TDM 40100: Project 06 - Classifiers - K-Nearest Neighbors (KNN) II

Project Objectives

In this project, we will learn about more advanced techniques for K-Nearest Neighbors (KNN), and continue building our KNN from scratch.

Learning Objectives
  • Learn about feature engineering

  • Learn about better ways to handle ties in KNN

Dataset

  • /anvil/projects/tdm/data/iris/Iris.csv

Questions

Question 1 (2 points)

In the previous project, we developed a KNN class that is able to classify new data points. If you completed the previous project, you should have a basic understanding of how a KNN works.

In this question, we will briefly recap last project’s code and concepts. Please run the following code to load the Iris dataset, scale the input features, and split the data into training and testing sets.

import pandas as pd
from sklearn.preprocessing import StandardScaler
from sklearn.model_selection import train_test_split

df = pd.read_csv('/anvil/projects/tdm/data/iris/Iris.csv')
X = df.drop(['Species','Id'], axis=1)
y = df['Species']

scaler = StandardScaler()
X_scaled = scaler.fit_transform(X)

X_train, X_test, y_train, y_test = train_test_split(X_scaled, y, test_size=0.2, random_state=42)

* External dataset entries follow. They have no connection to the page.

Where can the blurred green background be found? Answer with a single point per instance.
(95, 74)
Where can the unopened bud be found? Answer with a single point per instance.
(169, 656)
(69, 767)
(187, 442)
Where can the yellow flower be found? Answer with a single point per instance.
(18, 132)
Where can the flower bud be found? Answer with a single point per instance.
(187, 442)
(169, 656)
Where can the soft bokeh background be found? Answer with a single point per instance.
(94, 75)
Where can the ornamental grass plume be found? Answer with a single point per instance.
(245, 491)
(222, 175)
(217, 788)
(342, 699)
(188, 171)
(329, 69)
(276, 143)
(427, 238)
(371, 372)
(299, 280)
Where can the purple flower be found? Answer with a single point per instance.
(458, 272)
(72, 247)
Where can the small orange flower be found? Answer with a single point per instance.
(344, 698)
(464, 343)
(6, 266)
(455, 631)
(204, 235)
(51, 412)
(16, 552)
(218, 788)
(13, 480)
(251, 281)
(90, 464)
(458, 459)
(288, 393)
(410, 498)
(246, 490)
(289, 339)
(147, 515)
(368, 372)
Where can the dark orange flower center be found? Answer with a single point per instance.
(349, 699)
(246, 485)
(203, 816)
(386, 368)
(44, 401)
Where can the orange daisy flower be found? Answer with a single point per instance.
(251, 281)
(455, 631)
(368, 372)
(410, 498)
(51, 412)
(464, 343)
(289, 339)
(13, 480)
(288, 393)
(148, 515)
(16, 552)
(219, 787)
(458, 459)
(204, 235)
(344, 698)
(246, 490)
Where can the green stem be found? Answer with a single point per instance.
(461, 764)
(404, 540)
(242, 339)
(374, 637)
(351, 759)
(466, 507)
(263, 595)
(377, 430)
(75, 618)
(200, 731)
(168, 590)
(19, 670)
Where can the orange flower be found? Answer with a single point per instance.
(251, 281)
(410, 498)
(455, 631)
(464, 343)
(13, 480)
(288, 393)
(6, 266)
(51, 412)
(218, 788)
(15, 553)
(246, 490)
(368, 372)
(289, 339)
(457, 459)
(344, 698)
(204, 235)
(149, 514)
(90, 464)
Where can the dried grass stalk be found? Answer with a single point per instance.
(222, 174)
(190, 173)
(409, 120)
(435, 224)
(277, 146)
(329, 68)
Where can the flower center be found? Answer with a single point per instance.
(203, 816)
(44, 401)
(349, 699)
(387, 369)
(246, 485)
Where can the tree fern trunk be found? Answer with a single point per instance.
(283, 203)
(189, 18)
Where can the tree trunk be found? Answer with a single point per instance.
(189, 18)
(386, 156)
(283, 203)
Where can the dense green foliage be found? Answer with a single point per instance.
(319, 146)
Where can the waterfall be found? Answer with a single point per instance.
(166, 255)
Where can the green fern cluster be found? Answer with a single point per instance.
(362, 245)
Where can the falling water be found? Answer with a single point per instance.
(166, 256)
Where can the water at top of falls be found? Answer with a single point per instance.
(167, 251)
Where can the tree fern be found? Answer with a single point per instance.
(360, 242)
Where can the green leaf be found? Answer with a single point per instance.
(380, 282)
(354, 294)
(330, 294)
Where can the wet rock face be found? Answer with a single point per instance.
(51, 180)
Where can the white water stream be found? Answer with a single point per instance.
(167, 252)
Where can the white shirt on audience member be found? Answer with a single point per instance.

y_train = y_train.to_numpy()
y_test = y_test.to_numpy()

Then, please run the following code to import the KNN class. If you did the previous project, please use your own KNN class. If you did not complete the previous project, please use the following code to import the KNN class.

class KNN:
    def __init__(self, X_train, y_train):
        self.features = X_train
        self.labels = y_train

    def train(self, X_train, y_train):
        self.features = X_train
        self.labels = y_train

    def euc_dist(self, point1, point2):
        # short 1 line approach
        return sum((point1 - point2) ** 2) ** 0.5

    def classify(self, new_point, k=1):
        # sort the combined list by the distance from the point in the list to the new point
        nearest_labels = [x[1] for x in sorted(zip(self.features, self.labels), key=lambda x: self.euc_dist(x[0], new_point))[:k]]
        return max(set(nearest_labels), key=nearest_labels.count)

    def test(self, X_test, y_test, k=1):
        # short 1 line approach, efficent list comprehension
        return sum([1 for p in zip(X_test, y_test) if self.classify(p[0],k=k)==p[1]])/len(X_test)

To review the concepts of the KNN algorithm, please answer the following questions.

Deliverables
  • What is the purpose of the train function in the KNN class?

  • How does a KNN pick which k neighbors to use when classifying a new point?

  • How does a KNN handle ties when classifying a new point?

Question 2 (2 points)

To review, the KNN works entirely by calculating the Euclidean distance between points in n-dimensional space. This means that scaling our input features is very important, as features with larger scales will have a larger impact on the distance calculation.

However, uniformly scaling our features may not be the best approach. If we wanted to identify the difference between a red apple and a green apple, the most important feature would be the color of the apple. Therefore, we would want to scale the color feature more than the size feature.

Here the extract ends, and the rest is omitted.